City, though, were in the middle of their infamous run of draws and patchy form, and therefore weren’t in a position to be re-introducing players from long term injuries into the side. But, with the League Cup game at home to Scunthorpe being over at 4-1, Johnson got about 20 minutes at the end of the match. In that time, he showed moments of passing and vision that the City fans remembered him for, and he went on to score the best goal of the night – a long range effort on his weaker foot. It looked like he was back in the business, though he needed some game time and City’s form was still poor as they continued to draw games.
But, on 10 December 2009, it was announced that Johnson had broken down in training and suffered a serious knee injury. He was back to square one, after almost a year of hard work to get back to fitness and coming so close to achieving it. He’s not been named in another City squad, fourteen months on.
This week, though, they travelled to Greece to play Aris Salonika in the Europa League. On the plane and available for selection was Michael Johnson. He didn’t make the squad, in the end, but he’s clearly in the manager’s thinking. He’s on his fourth City manager and each of them has seen something in him that is worth keeping: Roberto Mancini, it has been revealed this week, blocked loan moves to Leeds and Crystal Palace because he is on the fringes of the squad, at least.

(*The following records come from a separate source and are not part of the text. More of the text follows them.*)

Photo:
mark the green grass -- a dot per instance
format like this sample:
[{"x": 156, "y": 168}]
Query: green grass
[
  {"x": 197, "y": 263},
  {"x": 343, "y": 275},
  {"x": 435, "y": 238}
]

After such a long time on the sidelines and such improvements made to City’s squad since he was last playing regularly for City, Johnson fights an uphill battle just to make it back into the team. City have moved on a long way and there’s a very real danger that Johnson has been left behind. Getting his place back won’t be easy; nevermind the fight he has on his hands to fulfil the potential he showed back in 2007. There are so many examples of players who have never been the same after long term injuries. It would be easy to think, in fact, that Johnson’s ship has sailed from the City port – which would be unfortunate given the time he’s had, but football is a cut-throat world.
Providing his injuries haven’t had too much of an effect on him, he can still provide City with an option that they have been lacking recently – some cutting edge through a packed defence. And I don’t think there’s a single City fan that wouldn’t like to see him back in the team, keeping fit and playing like we all used to see.
Welcome back, Michael. We’ve all missed you.